Let’s say you have a $250,000 contract to manage. It includes critical financial information—and personal information like names and dates. Bank information, social security numbers, you name it. If you leave these unprotected, you can become an easy target for identity thieves.
It’s not exactly something that you’d want floating freely on the Internet. Yet many people don’t take the small time investment to password protect their PDFs.
For many, the reason is simple. They don’t know how. It’s also frustrating figuring out how to do so if it’s Windows or Mac. To simplify things, we can show you. Here’s how you can password protect a PDF on Mac - devices without pulling out your hair.
How to Add a Password to a PDF File on Mac Computers
First things first: PDF management is far easier when you have reliable software you can use. We recommend Nitro PDF Pro for Mac. It makes handling PDFs easy.
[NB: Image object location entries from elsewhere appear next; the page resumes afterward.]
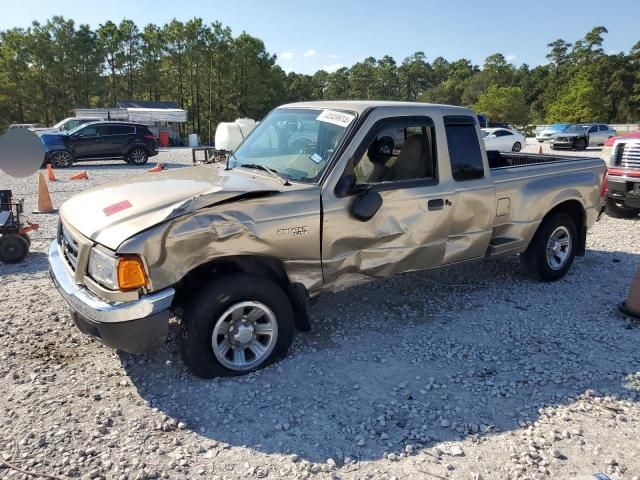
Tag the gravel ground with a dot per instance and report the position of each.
(466, 373)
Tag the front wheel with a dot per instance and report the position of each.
(13, 248)
(552, 249)
(138, 156)
(61, 159)
(618, 210)
(236, 324)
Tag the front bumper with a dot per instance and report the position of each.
(134, 327)
(562, 144)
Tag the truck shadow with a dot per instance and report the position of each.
(418, 359)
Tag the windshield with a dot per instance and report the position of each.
(576, 129)
(59, 124)
(295, 143)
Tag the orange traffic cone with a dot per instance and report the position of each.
(80, 176)
(52, 177)
(631, 306)
(44, 199)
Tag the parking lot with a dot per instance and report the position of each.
(465, 373)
And once you know how to do it, adding a password to your PDF file will seem laughably simple. Here’s what you’ll need to do.
First, you’ll need to choose between two key options. To create a user password on the document, you’ll create a password multiple people can know to view the document. If you want someone to be able to change document permissions, then you would go the owner password route.
Setting a User Password within Nitro PDF Pro for Mac
If you’re letting people view, but not modify, the PDF, you’ll want to set a user password. Here are the basic steps:
- Open the file you want to password protect.
- Go to File -> Duplicate (Command + Shift + S on Mac).
- In the new file, use File -> Save or Command + S to save.
- This will open a “Save dialog.” At the bottom of this dialog, you can select an encryption option. Choose Strong.
- Enter a password into the password field.
- Re-enter the password when it requests that you verify your password.
- Click Save.
Now what happens? Essentially, the file will work just like any other file you have. You can send it for signatures, for example. However, to open the file and view it, the user will be prompted to enter the password, which you will have to provide.
Understanding the Different Encryption Levels
If you read through the above but haven’t tried it out yet, you’ll notice that we recommended that you choose “Strong” as your encryption level within the Save dialog.
Why “Strong”? Here’s what you’ll need to know about each encryption level:
- Weak: This is a 40-bit RC-4 encryption level. Anyone with a regular PDF viewer will be able to view the file, which is why you’ll need to select a stronger level to activate the password protection.
- Strong: This is 128-bit AES encryption. With this enabled, users of Nitro PDF Pro for Mac v4.2 and later will be able to view it, as will people with Adobe Reader 7 and later. In macOS 10.5 and later, people will be able to see it in Preview. This will enable a password.
- Strongest, Least Compatible: 256-bit AES encryption. This is the highest level and will activate compatibility requirements that can sometimes be difficult for every user to meet. For this reason, you’ll generally select “Strong” to get reasonable levels of encryption for your password-protected document.
Removing a User Password
What happens if you change your mind about the level of security you need with a PDF? This is when you’ll want to think about removing the requirement that a user enter a password to view it.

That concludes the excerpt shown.